Стихи из поэмы
1.Осень.Увертюра
И снова осень. И, промокнув,
дома похожи на больницы.
Старухи, прилипая к окнам,
хватаются за поясницы.
Трещит на крыше дождь, как будто
картошка на дешевом сале.
И электрическое утро
качается в универсаме.
И снова осень. Люди мрачно
в очередях сопят носами.
Стоят деревья, словно мачты
с оборванными парусами.
И безработные матросы
садятся вкруг стола на койках,
и их раскачивает осень
как в дальних плаваньях - в попойках.
И снова осень.
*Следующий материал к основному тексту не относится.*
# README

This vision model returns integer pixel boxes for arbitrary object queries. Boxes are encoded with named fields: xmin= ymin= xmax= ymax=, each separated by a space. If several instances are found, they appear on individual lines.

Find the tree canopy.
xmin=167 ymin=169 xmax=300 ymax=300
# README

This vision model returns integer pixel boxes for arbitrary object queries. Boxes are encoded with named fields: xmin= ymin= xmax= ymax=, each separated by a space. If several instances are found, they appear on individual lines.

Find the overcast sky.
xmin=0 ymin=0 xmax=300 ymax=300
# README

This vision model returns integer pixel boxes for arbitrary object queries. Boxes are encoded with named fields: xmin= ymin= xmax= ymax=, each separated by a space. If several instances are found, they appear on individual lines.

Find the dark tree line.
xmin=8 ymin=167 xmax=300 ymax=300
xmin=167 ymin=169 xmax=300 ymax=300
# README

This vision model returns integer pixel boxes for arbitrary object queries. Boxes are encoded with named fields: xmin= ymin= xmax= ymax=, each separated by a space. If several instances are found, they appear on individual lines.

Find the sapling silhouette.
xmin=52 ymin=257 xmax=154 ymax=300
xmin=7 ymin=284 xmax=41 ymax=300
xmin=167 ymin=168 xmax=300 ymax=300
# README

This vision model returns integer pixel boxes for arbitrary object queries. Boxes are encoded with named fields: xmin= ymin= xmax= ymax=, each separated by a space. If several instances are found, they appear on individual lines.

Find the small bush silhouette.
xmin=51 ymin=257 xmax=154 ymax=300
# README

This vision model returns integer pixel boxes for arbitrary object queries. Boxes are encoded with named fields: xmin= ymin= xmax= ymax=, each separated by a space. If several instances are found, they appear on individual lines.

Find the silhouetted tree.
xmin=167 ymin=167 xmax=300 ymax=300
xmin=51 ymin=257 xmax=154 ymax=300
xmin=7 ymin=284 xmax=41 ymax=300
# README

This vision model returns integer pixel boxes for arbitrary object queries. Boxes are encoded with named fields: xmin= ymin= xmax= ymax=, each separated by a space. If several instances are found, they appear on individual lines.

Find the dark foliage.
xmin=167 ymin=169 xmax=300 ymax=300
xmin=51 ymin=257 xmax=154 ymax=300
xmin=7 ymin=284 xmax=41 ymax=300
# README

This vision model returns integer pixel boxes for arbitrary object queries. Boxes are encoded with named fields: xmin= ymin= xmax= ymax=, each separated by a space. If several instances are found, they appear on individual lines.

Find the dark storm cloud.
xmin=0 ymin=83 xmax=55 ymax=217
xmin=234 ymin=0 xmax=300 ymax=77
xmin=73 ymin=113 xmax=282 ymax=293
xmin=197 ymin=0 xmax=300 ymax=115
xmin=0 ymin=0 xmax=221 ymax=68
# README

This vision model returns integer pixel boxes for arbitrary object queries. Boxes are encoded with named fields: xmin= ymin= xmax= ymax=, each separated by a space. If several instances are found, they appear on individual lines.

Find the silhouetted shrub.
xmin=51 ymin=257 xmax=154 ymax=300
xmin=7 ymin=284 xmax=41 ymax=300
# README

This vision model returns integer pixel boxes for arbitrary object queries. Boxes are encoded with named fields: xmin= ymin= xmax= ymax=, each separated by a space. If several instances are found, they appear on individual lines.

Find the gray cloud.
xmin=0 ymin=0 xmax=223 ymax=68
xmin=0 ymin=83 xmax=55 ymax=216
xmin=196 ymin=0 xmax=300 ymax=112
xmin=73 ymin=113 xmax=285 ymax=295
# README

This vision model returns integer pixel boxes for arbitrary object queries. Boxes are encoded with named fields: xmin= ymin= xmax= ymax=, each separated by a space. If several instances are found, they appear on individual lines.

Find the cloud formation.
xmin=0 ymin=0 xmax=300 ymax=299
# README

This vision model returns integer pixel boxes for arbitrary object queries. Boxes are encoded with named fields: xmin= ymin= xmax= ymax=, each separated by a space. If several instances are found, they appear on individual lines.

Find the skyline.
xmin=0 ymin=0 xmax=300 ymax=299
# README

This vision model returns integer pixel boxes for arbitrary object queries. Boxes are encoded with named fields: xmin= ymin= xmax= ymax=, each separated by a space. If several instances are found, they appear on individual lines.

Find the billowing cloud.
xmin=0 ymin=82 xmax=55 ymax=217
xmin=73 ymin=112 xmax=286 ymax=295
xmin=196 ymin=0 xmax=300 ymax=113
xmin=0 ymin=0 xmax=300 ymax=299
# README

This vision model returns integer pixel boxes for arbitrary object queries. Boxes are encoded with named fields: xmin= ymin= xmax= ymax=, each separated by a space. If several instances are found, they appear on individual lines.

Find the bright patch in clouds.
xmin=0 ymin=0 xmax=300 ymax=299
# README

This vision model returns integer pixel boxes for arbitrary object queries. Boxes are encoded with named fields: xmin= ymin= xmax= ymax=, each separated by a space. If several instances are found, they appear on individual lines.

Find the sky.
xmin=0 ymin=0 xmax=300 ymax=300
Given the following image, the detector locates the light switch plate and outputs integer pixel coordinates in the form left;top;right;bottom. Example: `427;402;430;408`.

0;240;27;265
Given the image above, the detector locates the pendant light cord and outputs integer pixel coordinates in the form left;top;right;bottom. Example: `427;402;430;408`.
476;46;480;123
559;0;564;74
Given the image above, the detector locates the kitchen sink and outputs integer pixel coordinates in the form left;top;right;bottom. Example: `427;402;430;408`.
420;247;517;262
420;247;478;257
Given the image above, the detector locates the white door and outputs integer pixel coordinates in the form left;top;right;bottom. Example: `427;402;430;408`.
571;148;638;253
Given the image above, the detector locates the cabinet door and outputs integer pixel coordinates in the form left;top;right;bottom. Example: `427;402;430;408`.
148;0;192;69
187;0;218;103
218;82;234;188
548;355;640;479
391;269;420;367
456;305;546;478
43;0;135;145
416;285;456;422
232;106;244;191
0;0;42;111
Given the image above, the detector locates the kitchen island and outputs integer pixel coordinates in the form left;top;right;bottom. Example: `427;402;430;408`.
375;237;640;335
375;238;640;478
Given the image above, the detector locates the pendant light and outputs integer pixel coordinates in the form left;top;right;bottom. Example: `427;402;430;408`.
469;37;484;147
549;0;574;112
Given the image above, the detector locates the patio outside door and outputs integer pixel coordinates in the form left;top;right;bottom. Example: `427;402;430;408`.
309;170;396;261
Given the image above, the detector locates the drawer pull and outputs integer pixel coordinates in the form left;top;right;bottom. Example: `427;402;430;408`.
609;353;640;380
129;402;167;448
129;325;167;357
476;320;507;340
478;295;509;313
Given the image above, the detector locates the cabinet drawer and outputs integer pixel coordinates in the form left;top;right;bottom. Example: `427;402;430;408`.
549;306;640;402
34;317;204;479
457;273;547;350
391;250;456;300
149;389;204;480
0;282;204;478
Лист газетный
торчит из черноземной жижи.
Нет сила пережит все это!
Нет силы, чтобы просто выжить
там, где соборы, как поленья
сожгли всего за треть столетья,
где уж второе поколенье
общается на междометьях,
где от богатства ломит спину,
но вечно не хватает малость,
где осень пахнет керосином
и коммуналкой пахнет старость!
Соря смертями, как листвою,
век затянулся високосный.
Трещат дожди над головою,
и бесконечно длится осень.
А впрочем, полно. Кистью рыжей
такая жуть нарисовалась!
Здесь можно жить. Здесь можно выжить.
Или, точнее, встретить старость.
2.Портрет героя
Раскрытый нараспашку дом, где жизнь видна как на витрине,
где выставляют напоказ хозяйки нижнее белье.
То, что под крышей чердаком должно быть голубиным,
то, мне поверьте, не чердак, то - райское жилье.
И Он снимает этот рай за три целковых в месяц.
Ах, вы не знаете Его - Он истинно святой.
Обыкновенный человек давно бы здесь повесился,
а Этот, видите ли, жив и пьет свой кипяток.
Он, без сомненья, святой (один из той "Вечерни").
Он носит старенький хитон за сорок два рубля.
На переносице пенсне "а ля месье Чечерин".
Его гнедая борода невесть в кого "а ля".
Его боится детвора, старухи ненавидят,
обидной кличкой Дуримар во след Ему шипят,
грозятся в сумасшедший дом сослать за то, что "жидик",
за то, что "гад" Он и "шпион" от головы до пят;
еще за то, что Он глухой, за то, что не ответит
такой же грубостью тупой и, не дай Бог, грубей,
за то, что, голову втянув, исчезнет на проспекте.
Да что там много говорить - за то, что нет слабей.
А Он сегодня сделал взнос растрепанной хозяйке.
И вот, поверх воротника наворотив кашне,
надвинув шапку до бровей, спускается по шаткой,
прогнившей лестнице во двор, и глядь - Его уж нет.
А там, на улице, мороз лицо чахоткой лижет.
А Он, закашлявшись, платком промакивает рот.
Он непонятно чем живет, чем непонятно дышит,
одно понятно - что Его туберкулез грызет.
И только заполночь домой придет Он незаметно,
и возле двери постоит, горбат и невысок,
и снимет шапку и кашне, присев на табуретке,
и будет долго созерцать свой носовой платок.
Лишь о духовном помышлять осталось. Ведь жилище -
четыре шага поперек, четыре шага вдоль.
Раскольниковский потолок у двери чуть повыше,
а если на тахту прилечь, заденешь бородой.
А как ни глянет Он в окно, оно Его пугает
заледенелым морем крыш да каланчой вдали.
Когда-то клетку Он имел с ученым попугаем,
умевшим четко говорить: "Копейку подари!"
Он нелюдим. Он провести способен целый вечер
недвижно глядя в потолок с продавленной тахты.
А в голубых Его глазах печаль нечеловечья.
Вот точно так же смотрят вдаль сиамские коты...
Вот так же смотрят на Сиам сиамские коты.